Historically, balloons were used to transport mail from Paris during the Siege of Paris of 1870–1871. About 66 unguided mail balloons were released from Paris to communicate with the outside world; the great majority succeeded in delivering their cargo. As Prussian forces surrounded the city, telegraph lines were cut and messengers were captured, shot or turned back. Two services were proposed: ballon monté (manned balloon) and ballon non-monté (unmanned). In practice only manned flights were used. After the siege, Anglo-French scientist Dr Pierre Wesby travelled to Burton-on-Trent, where in 1873 he started a business to transport mail from England across the Irish Sea to Dublin. It is not known how this venture turned out; the records of Wesby's company were lost in 1916 when a bomb from the Zeppelin L 19 destroyed them.
In 1877, a 5-cent stamp for balloon postage was privately printed in Nashville, Tennessee, to carry mail on a June 18 flight of the "Buffalo Balloon" from that city to Gallatin, Tennessee. Of the 300 stamps produced, only 23 were used.

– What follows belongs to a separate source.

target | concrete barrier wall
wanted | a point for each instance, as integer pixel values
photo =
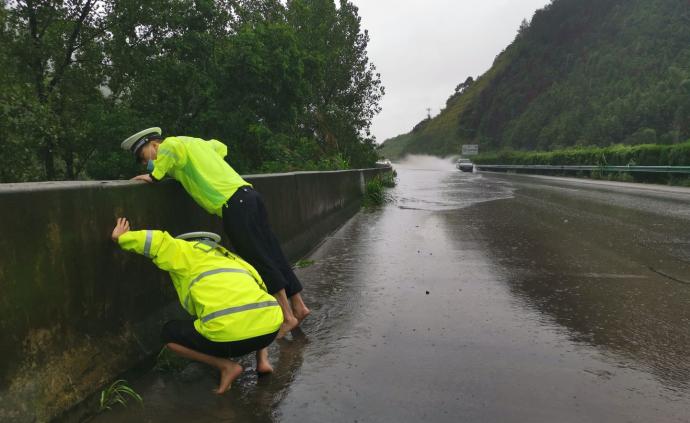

Balloon mail was sent from Przemyśl, Poland (near the Ukrainian border), during World War I.

Balloon mail has been used for spreading information and propaganda materials, in particular for spreading propaganda to the population in countries with dictatorial governments. A balloon can be released from outside the sphere of influence of these governments and, wind permitting, can travel several hundred kilometers. This method of balloon mail has been used by private activists to distribute leaflets to Warsaw Pact countries from West Germany in the mid-1950s, and by South Koreans to North Korea discussing the health of their leader, Kim Jong-il.